Palermo president Giovanni Giammarva said the club would lodge an appeal against Frosinone's promotion to Serie A in the aftermath of their controversial play-off final victory over his side, which club owner Maurizio Zamparini dubbed "an illegal game".
After winning the first leg 2-1 in Sicily, Palermo were 1-0 down in the second when the game descended into chaos as referee Federico La Penna awarded the Rosanero a free-kick on the edge of the box, before changing his mind and pointing to the penalty spot.
He then reverted to his original decision – which replays suggest was incorrect – and failed to penalise Frosinone when their substitutes were caught throwing loose footballs onto the pitch to break up Palermo's attacks.
The game ended prematurely when Camillo Ciano's winning goal for Frosinone sparked a pitch invasion with 90 seconds of injury time left on the clock, and a furious Giammarva told Sky Sport Italia that he would be contesting the result.
"We have prepared the reservation for the approval of the result and then we will lodge an appeal," he said.
"The arguments of the appeal will be announced later and will be exhibited in the appropriate venues."
Zamparini posted a video message on the club's official website to confirm the plans to appeal, and he expressed outrage at Frosinone coach Moreno Longo's post-match comments, in which he said Palermo's "finances aren't in order".
"We have instructed our lawyers to lodge an appeal and support it with all the necessary evidence," said Zamparini. "I think the referee changed his mind on the penalty because he was besieged and intimidated by the opposition team.
"It was a series of events that has nothing to do with legality.
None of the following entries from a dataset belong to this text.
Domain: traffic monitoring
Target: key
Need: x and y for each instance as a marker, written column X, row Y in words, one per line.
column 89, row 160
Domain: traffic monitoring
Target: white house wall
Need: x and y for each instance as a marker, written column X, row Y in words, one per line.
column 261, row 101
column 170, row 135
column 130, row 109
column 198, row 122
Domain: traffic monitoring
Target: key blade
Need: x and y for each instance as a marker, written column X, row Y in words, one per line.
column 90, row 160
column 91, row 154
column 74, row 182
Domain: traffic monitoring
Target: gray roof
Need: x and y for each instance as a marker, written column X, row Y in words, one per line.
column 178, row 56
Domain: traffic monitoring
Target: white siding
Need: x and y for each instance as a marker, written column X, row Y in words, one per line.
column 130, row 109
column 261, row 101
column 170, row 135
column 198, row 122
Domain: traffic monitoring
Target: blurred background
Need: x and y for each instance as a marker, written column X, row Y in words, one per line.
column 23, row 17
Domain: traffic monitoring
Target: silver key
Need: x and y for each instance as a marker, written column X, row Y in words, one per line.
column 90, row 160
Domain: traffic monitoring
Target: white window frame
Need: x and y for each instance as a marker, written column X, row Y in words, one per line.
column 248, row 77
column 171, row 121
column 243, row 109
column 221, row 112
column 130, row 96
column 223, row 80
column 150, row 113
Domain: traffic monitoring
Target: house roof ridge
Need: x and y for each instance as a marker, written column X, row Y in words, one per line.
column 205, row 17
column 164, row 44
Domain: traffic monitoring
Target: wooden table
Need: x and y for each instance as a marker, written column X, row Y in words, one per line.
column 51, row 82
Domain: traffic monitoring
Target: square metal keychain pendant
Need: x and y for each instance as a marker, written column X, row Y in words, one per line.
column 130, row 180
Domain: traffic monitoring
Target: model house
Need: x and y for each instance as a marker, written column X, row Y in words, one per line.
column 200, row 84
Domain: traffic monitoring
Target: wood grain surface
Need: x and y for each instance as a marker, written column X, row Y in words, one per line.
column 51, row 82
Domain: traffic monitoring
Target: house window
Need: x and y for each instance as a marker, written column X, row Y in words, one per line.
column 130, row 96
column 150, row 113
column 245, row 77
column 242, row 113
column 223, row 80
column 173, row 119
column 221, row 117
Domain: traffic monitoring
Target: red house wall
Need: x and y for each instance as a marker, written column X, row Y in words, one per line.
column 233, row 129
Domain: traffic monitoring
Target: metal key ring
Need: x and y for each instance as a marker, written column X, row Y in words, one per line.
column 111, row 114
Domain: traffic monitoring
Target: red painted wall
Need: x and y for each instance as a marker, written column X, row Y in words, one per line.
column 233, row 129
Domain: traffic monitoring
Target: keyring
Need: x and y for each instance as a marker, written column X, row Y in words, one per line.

It was an illegal game. From that moment on, the referee lost his bearings and we will take the necessary steps, hoping this can all lead us to have justice, because the spectacle Frosinone gave to Italian football was undignified.
"Their players even started throwing extra footballs on to the pitch to stop our attacking moves. It was not punished by the referees, the fourth official, nor the linesman."
"It's truly abhorrent to see people continue to throw mud at others after they were engaged in such squalid unsporting behaviour. This shows the quality of the people we are dealing with."
"It's a truly ugly time in Italy at the moment," he added. "There are too many of these incidents in Italian football now and I hope the authorities or even the new minister of Sport, who I believe in a great deal, can take action and begin an inquest."